Land value and cash rent expectations

Farmland values continued their upward march in 2023. Lenders’ perceptions of farmland values showed an increase of 11% in 2023, with some variation across regions. However, several tailwinds have turned to headwinds as incomes have declined and interest rates have increased. As a result, most lenders expect land values will remain stable over the next year. Cash rents, meanwhile, have been slower to increase and could rise further in 2024.

Loan demand increases

Ag lenders reported an increase in demand for both farmland and agricultural production loans in 2023. Respondents anticipate loan demand for both categories will continue to increase over the next 12 months.

“It’s still not to the level that it was from that 2016 to 2018 period,” Mondres said. “So, while we are still seeing positive loan demand in this category, it could go a lot further compared to what we’ve seen in historical years.”

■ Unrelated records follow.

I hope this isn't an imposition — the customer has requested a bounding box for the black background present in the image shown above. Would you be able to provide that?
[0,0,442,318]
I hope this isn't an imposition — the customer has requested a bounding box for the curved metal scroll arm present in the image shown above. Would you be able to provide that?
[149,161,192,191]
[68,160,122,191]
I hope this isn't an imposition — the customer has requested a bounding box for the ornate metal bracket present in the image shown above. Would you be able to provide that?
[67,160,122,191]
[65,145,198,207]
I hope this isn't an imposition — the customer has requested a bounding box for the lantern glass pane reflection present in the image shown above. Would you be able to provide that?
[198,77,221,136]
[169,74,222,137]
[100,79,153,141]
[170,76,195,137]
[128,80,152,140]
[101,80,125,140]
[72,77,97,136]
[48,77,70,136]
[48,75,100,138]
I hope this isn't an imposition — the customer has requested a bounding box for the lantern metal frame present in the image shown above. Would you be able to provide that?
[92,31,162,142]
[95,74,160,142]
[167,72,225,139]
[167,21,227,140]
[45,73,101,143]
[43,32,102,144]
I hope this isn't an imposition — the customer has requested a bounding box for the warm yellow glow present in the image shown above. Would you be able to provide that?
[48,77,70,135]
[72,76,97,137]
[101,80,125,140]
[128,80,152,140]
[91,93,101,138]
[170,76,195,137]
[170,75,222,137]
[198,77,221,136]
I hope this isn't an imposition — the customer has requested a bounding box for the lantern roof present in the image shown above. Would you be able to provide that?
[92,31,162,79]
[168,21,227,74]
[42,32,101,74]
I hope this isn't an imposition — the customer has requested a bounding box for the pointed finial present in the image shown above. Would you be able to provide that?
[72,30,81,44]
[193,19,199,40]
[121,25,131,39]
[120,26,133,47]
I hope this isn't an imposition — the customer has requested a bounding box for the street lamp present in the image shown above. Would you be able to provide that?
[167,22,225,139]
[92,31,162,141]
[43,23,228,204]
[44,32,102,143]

Mondres added another component to think about is the reduction in profitability.

“If you have reduced profit margins, if profitability is starting to pull back, you have less money to funnel into your operations, you’re going to be a little bit more reliant on debt financing from a bank or another agricultural lender,” he said.

New loan approval rate

Lenders reported an average agricultural loan application approval rate for new loans of 86% in the 12 months leading up to August 2023 and expect the approval rate for renewal requests to be 89% in the following 12 months.

The survey also showed lenders’ recession concerns for producers declined in 2023 despite the economic volatility this year. Still, tighter monetary policy by the Federal Reserve that has helped slow down the broader economy has had an impact on the agricultural sector.